A autora (última à esquerda) com o time da Model Alliance.

Essa mudança pode ser alcançada em breve graças à Model Alliance, a organização para quem trabalho hoje. Ela foi fundada pela modelo e cineasta Sara Ziff, que destacou a indústria em seu documentário Picture Me, de 2009. Eu me juntei à equipe em abril de 2011 e, desde então, conseguimos coisas incríveis, como aprovar um lei em Nova York para garantir mais proteção às modelos menores de 18 anos. Essa será a primeira semana da moda com a lei efetiva, obrigando estilistas a garantir que as modelos menores de 18 anos tenham permissão para trabalhar, fundos de pensão e mais coisas acertadas antes de sequer fazer os testes. Também introduzimos uma parceria de saúde com o Retail Action Project, para que modelos em busca de ajuda psicológica tenham acesso a esse recurso.

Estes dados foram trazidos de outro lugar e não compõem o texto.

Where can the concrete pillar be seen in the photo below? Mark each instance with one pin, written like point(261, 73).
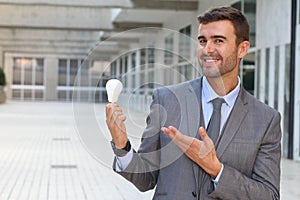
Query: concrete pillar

Lá se vão oito anos desde os meus dias famintos em Nova York. Eu gostaria de poder dizer que as desordens alimentares desaparecem completamente, que ter recebido uma lista de coisas sobre as quais não pensar pode reverter o estrago feito em mim quando recebi uma lista do que não comer. Mas todo mundo que já sofreu com uma desordem dessas sabe que elas ainda aparecem de vez em quando. Para mim, isso acontece quando um amigo pergunta brincando quanto peso, ou quando um paquera diz que tenho curvas. Felizmente, estou agora, mentalmente, numa posição em que posso lutar contra esses pensamentos. E aos 27 anos, fico feliz pela minha carreira de modelo fracassada, porque isso me deu uma visão da indústria que me permite ajudar outras mulheres que realmente precisam. Se contar minha história pode ajudar algumas das garotas que vão passar pelas passarelas esta semana, então, com certeza, isso vale a pena.

Se você ou alguém que você conhece sofre de depressão, ansiedade ou desordens alimentares, procure ajuda de um profissional de saúde. A National Alliance on Mental Illness é um ótimo começo. Se você é modelo, busque apoio nas pessoas incríveis da Model Alliance.